House Government (10 a.m. | 643 LOB): Lawmakers are expected to hear about a bill that would shift control of school buildings in Beaufort, Dare, Davie, Guilford, Harnett, Lee, Rockingham, Rowan, and Wake counties from the local school board to the local board of county commissioners. Counties argue that they pay for school buildings so should have responsibility for their upkeep. Local boards of education, including Wake County's, argue that school systems need to have control over the property they use to teach children.

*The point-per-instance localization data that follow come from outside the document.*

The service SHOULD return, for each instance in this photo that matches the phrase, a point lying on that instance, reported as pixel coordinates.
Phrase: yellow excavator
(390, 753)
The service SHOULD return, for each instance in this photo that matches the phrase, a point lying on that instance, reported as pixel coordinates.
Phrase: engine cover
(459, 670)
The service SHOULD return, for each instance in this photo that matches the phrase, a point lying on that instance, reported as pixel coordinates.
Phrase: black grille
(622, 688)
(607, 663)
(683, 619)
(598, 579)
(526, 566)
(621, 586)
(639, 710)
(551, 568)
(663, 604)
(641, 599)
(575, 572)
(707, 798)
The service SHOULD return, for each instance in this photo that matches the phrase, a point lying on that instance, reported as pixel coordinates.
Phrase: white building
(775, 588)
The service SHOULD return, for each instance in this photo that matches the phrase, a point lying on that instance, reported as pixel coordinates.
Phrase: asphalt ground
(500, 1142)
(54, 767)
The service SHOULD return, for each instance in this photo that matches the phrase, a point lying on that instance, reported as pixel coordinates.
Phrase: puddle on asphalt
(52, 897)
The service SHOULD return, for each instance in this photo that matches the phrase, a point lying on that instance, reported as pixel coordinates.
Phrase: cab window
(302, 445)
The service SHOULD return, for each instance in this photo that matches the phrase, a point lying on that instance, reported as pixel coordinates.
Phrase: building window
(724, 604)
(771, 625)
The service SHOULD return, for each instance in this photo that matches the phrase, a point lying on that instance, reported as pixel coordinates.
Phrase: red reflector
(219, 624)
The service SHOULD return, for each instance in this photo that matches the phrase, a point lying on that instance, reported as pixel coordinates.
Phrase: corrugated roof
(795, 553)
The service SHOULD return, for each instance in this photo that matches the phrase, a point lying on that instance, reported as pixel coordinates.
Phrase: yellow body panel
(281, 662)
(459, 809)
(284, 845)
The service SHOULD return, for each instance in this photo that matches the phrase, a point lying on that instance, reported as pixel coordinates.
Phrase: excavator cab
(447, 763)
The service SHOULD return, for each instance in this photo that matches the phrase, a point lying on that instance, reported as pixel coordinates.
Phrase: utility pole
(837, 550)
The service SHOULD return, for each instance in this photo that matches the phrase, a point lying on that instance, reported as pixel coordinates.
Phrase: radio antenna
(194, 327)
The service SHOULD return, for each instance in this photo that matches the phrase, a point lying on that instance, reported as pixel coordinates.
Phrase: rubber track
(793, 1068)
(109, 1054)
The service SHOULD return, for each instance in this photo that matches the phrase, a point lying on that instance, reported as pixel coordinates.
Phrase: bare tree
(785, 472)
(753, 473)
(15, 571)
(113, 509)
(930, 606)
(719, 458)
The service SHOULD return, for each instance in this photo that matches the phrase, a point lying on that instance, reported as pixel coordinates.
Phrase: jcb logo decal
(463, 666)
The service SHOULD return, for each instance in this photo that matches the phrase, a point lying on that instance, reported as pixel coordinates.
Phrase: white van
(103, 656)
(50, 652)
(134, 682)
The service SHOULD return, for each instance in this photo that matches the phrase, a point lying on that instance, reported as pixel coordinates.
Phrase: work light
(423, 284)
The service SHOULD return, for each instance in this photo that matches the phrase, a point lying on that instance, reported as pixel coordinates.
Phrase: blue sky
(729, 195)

TAX AND BUDGET: As of late Wednesday, legislative leaders said there was no deal on tax reform, despite quietly expressed hopes that lawmakers and the governor could craft a deal this week.
"We're still talking," Senate Leader Phil Berger, R-Rockingham, said Wednesday afternoon. He confirmed that top leaders from the House and Senate met with Gov. Pat McCrory at the executive mansion twice Wednesday. He and other leaders express some optimism that the two sides were moving closer together, but nobody was willing to say for sure they would close a deal.
In the mean time, the full chairman of the House and Senate appropriations committees are taking the first steps toward brokering a budget deal that has been long-delayed by the tax talks.
"We're beginning discussion on the broad similarities and differences," said Rep. Nelson Dollar, R-Wake. Although that's a tentative step, it is a sign that budget writers are no longer waiting on tax negotiations in order to move forward.
The fiscal year began July 1, but lawmakers put a 30 day continuing resolution in place to keep government operating until tax and budget deals were done. Given the slow pace of progress on both of those measure, there has been some speculation among legislative observers a second continuing resolution might be in the works. Dollar brushed aside that idea Wednesday.
"I'm not discussing it," he said.
MORE STORIES: Other bills we were following Wednesday included:
DRUG TESTS: The Senate on Wednesday approved a bill that would require people applying for public assistance to pass a drug test and would require local Department of Social Service offices to conduct criminal background checks on applicants. Senators voted 43-6 in favor of House Bill 392, which now heads back to the House for a final vote on changes to the measure.
PR exec says protests, legislation tarnishing NC image IMAGE: A Wednesday editorial in The New York Times is the latest blow to North Carolina's reputation as a progressive state. The Wall Street Journal, The Washington Post and Fox News also have pointed a harsh spotlight on changes in the state, from cuts to unemployment benefits to the repeal of the Racial Justice Act to the abortion restrictions now under consideration. "I don't think they're headlines that are necessarily good from an economic development standpoint," said Rick French, chairman and chief executive of French/West/Vaughan, a Raleigh public relations agency.
REGULATIONS: A House committee on Wednesday approved a wide-ranging measure to reform state regulations and limit the ability of agencies to adopt new rules in the future. Senate Bill 112 initially covered only environmental regulations, but the House Regulatory Reform Committee amended it to include everything from rules for child care centers to meals at bed-and-breakfast inns to disposition of medical records. House members spent more than half an hour outlining the 32 sections of the new bill.
CHARTERS: The state Senate is rejecting legislation that creates more rules to govern North Carolina's growing number of public charter schools but scraps plans to set up a separate panel to oversee them.